Based on those plans including the recent signing of Brian McCann and the reportedly ramped up pursuit of Carlos Beltran, the team's stated goal of building a contender while staying under the $189 million luxury tax threshold appears alive and well. The Yankees' best chance to do that is to lock up their primary free agent targets before the Winter Meetings and before other clubs can get into a bidding war, so it's to their benefit to put the pressure on Cano and his team to come down from their $310 mil asking price.
With no market for Cano coming together outside of their initial 7-year/$161 million offer, this rough deadline set by the Yankees is actually a pretty shrewd negotiating tactic. They know there aren't any other teams in the mix right now and they're well aware that Cano's agents are well aware of that fact. They wouldn't have gone slinking to the Mets last week to try to drum up some competition otherwise. If the Yankees can speed up the process and get Cano to re-sign for their price now before the market has a chance to develop, that's one more position they've got covered and one more dollar value accounted for in next year's budget.
As for the budget, the legitimacy of that wiggle room ceiling can be brought into question. Assuming A-Rod's suspension is upheld, the Yankees will have over $72 million to work with. Their version of Project 189 already includes $17 million for McCann and if they added Beltran and Masahiro Tanaka, their next 2 biggest non-Cano targets, for $15 million and $10 million AAV respectively, that still leaves them with $30 million to spend. They could easily offer more money to Cano, but why do that when you don't have to and why do it when it hinders your ability to address the rest of the roster holes?

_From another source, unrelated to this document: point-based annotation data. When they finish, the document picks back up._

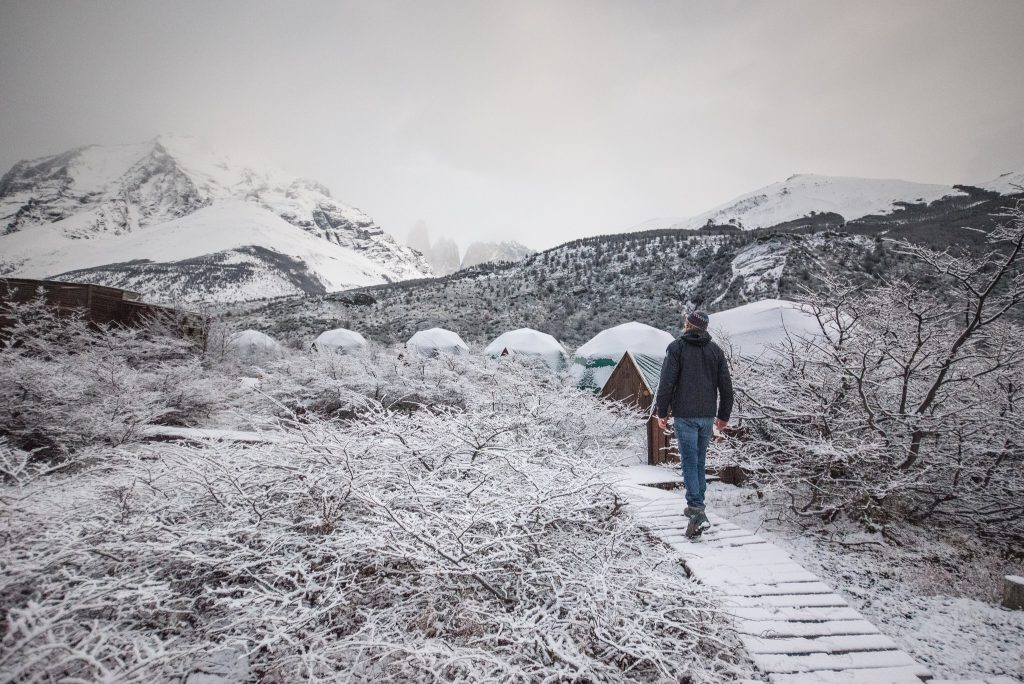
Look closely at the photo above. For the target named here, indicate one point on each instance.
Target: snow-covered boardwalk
(795, 627)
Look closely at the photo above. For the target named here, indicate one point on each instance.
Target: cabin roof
(650, 369)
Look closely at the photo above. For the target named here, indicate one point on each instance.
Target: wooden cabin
(102, 305)
(634, 381)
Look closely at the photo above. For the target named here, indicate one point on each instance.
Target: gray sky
(536, 121)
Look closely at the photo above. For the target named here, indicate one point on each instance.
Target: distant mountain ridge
(805, 196)
(580, 288)
(442, 254)
(99, 212)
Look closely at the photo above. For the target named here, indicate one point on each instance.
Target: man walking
(695, 384)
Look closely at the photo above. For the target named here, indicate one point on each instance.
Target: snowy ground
(937, 599)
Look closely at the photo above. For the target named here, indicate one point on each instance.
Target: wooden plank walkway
(795, 627)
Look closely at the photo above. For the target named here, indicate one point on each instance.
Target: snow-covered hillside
(750, 329)
(90, 210)
(478, 253)
(1011, 182)
(803, 195)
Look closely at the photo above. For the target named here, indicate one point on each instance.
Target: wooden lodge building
(101, 305)
(634, 381)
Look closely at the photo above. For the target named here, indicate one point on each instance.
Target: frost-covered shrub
(65, 385)
(906, 403)
(474, 540)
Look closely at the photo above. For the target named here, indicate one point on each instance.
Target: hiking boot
(698, 521)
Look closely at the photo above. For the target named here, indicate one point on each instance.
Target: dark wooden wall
(102, 305)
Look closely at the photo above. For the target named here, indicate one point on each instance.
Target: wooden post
(1013, 592)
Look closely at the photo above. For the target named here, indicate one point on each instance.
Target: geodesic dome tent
(751, 329)
(529, 342)
(595, 360)
(340, 340)
(435, 341)
(252, 342)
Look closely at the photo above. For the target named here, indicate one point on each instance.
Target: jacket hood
(697, 337)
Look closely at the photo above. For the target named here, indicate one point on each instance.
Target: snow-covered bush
(472, 535)
(907, 401)
(66, 384)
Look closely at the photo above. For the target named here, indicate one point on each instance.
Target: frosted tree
(907, 400)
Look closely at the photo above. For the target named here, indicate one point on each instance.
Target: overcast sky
(535, 121)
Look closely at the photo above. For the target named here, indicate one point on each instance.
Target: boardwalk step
(771, 663)
(872, 676)
(773, 589)
(787, 601)
(802, 614)
(835, 645)
(782, 629)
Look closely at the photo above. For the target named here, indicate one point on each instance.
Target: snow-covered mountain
(478, 253)
(1011, 182)
(802, 196)
(171, 218)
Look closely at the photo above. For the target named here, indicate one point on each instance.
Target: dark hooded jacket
(695, 381)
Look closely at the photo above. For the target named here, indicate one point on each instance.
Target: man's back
(694, 378)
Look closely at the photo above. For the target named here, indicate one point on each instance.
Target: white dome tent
(595, 359)
(435, 341)
(529, 342)
(340, 340)
(751, 329)
(252, 342)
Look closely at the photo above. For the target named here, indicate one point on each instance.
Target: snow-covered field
(937, 596)
(305, 516)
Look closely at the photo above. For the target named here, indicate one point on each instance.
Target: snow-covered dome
(595, 359)
(249, 342)
(752, 328)
(436, 340)
(529, 342)
(635, 337)
(340, 339)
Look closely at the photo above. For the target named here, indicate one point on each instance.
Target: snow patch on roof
(431, 341)
(249, 342)
(1008, 183)
(751, 329)
(340, 339)
(635, 337)
(525, 341)
(529, 342)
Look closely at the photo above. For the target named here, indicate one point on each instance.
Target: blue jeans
(692, 435)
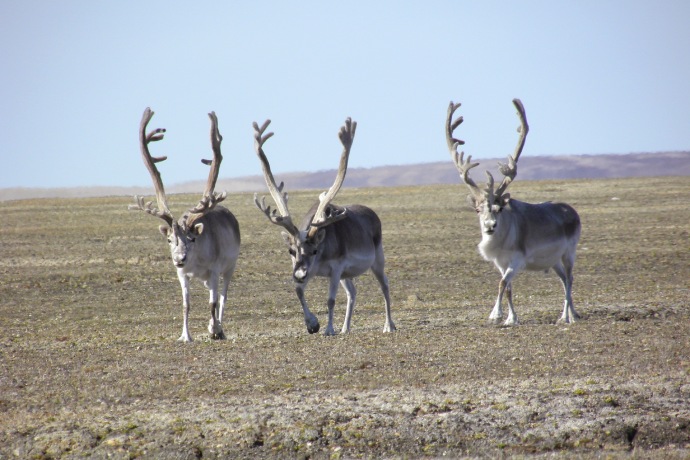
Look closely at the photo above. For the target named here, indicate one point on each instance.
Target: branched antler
(144, 139)
(280, 215)
(463, 165)
(509, 170)
(324, 215)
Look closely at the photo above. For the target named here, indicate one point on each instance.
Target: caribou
(518, 236)
(337, 242)
(205, 241)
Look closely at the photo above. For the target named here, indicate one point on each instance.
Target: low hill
(530, 168)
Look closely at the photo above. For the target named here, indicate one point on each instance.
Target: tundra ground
(90, 310)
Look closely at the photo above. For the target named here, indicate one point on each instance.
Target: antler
(463, 165)
(281, 215)
(321, 218)
(156, 135)
(211, 198)
(509, 170)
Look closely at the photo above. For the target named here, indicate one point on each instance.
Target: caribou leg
(381, 277)
(512, 316)
(332, 291)
(351, 291)
(184, 283)
(565, 273)
(309, 319)
(214, 326)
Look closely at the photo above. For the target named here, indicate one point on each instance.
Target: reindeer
(516, 235)
(205, 241)
(333, 241)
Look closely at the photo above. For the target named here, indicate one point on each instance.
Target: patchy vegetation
(90, 312)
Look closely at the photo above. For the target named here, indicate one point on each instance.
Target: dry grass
(90, 309)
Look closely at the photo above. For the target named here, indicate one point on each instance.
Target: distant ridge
(529, 168)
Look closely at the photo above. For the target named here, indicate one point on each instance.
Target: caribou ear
(289, 240)
(320, 235)
(472, 201)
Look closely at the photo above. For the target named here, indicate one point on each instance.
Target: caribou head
(339, 243)
(516, 235)
(304, 245)
(205, 241)
(181, 234)
(487, 201)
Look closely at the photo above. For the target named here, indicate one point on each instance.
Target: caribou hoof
(218, 336)
(389, 327)
(494, 321)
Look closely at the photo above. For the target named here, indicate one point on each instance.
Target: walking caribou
(516, 235)
(336, 242)
(205, 241)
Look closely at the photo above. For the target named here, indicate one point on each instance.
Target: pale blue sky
(595, 76)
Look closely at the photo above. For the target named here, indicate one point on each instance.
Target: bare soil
(90, 310)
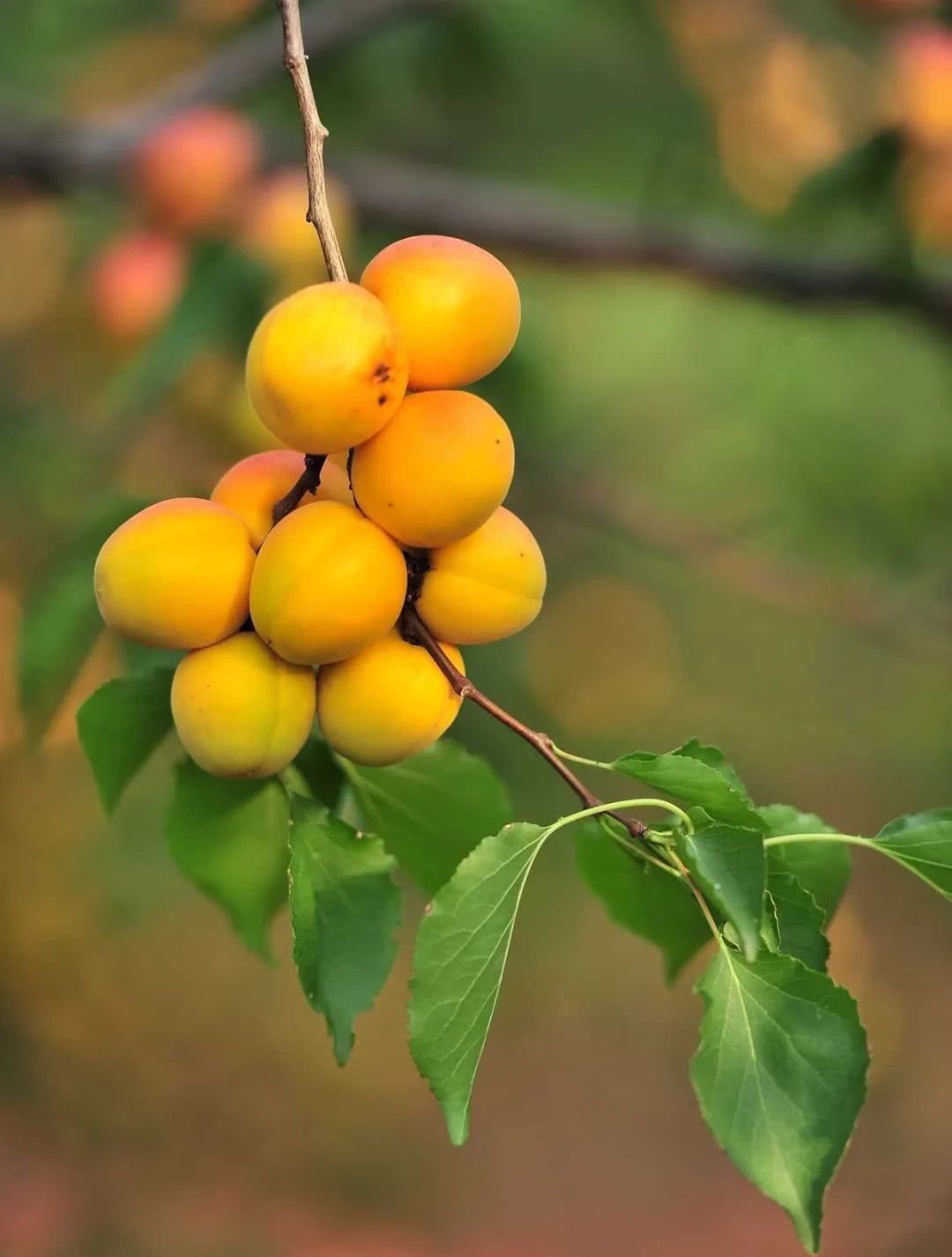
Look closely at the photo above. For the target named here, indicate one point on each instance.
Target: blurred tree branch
(56, 156)
(498, 212)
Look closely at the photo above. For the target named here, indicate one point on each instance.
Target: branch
(412, 625)
(56, 155)
(416, 632)
(497, 212)
(318, 212)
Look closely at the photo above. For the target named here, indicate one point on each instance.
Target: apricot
(326, 368)
(135, 282)
(327, 584)
(189, 173)
(386, 703)
(274, 225)
(239, 709)
(456, 304)
(923, 83)
(438, 471)
(176, 575)
(252, 487)
(486, 586)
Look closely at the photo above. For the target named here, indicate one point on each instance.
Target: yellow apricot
(252, 487)
(135, 282)
(486, 586)
(239, 709)
(176, 575)
(456, 304)
(386, 703)
(438, 471)
(190, 171)
(326, 368)
(327, 584)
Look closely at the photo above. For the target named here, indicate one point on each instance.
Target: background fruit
(239, 709)
(456, 304)
(274, 225)
(438, 471)
(252, 487)
(326, 368)
(135, 282)
(176, 575)
(386, 703)
(189, 173)
(327, 584)
(484, 586)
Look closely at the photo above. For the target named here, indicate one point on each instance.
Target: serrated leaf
(120, 726)
(459, 958)
(433, 810)
(730, 867)
(923, 844)
(61, 620)
(230, 840)
(642, 899)
(693, 782)
(713, 757)
(344, 911)
(822, 869)
(780, 1077)
(799, 920)
(321, 770)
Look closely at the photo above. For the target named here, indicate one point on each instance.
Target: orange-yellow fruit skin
(252, 487)
(456, 304)
(327, 584)
(135, 282)
(188, 175)
(274, 225)
(486, 586)
(326, 368)
(176, 575)
(239, 709)
(438, 471)
(386, 703)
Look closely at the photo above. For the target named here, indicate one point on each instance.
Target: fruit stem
(307, 481)
(416, 632)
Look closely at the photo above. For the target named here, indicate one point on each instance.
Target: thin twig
(309, 481)
(315, 135)
(415, 630)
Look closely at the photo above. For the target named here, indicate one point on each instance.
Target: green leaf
(799, 920)
(433, 810)
(645, 900)
(61, 620)
(822, 869)
(121, 725)
(460, 953)
(693, 782)
(713, 757)
(923, 844)
(230, 840)
(730, 867)
(344, 911)
(321, 770)
(780, 1077)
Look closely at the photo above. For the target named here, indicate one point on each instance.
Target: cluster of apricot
(370, 376)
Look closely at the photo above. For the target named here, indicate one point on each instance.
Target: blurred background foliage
(746, 505)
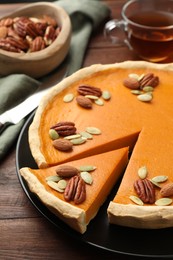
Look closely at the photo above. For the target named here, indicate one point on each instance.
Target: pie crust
(156, 151)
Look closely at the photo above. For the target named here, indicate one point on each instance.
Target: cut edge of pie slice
(109, 167)
(34, 140)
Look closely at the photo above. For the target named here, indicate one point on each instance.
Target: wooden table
(25, 233)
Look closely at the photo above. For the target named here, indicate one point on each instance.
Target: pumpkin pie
(104, 177)
(138, 117)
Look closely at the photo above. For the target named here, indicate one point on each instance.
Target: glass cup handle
(114, 30)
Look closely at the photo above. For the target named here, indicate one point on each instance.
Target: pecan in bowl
(34, 40)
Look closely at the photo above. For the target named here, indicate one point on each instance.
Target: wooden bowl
(40, 63)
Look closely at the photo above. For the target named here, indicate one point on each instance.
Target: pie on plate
(95, 117)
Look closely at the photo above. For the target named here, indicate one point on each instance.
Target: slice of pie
(103, 108)
(107, 168)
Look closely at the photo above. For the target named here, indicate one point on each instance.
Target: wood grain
(24, 233)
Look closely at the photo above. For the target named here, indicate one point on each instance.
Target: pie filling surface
(124, 121)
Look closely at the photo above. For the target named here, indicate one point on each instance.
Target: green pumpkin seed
(70, 137)
(136, 200)
(68, 98)
(93, 130)
(55, 186)
(54, 178)
(145, 97)
(77, 141)
(87, 168)
(99, 102)
(163, 202)
(53, 134)
(86, 135)
(156, 184)
(160, 178)
(142, 172)
(91, 97)
(86, 176)
(106, 95)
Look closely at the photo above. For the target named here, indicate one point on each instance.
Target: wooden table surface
(24, 232)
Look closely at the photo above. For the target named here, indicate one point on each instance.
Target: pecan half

We should find out later this week what came as a result of yesterday's meeting, possibly as early as today. What happens from there is anybody's guess but the Yankees are still very much in the driver's seat of these negotiations. They've made an offer that they're comfortable with, it's the best and still the only offer Cano has received, and now they've put the ball fully in his court to make the decision on what's next. If Cano and his team hold their ground and wait for another team to get involved and the Yankees stick to their word and pull the offer and move on, it'll be the surest sign yet that they are committed to the luxury tax avoidance goal. It'll also be a sure sign that they've truly learned their lesson from the A-Rod deal. Cano or no Cano, that might be the most important thing for the team's future.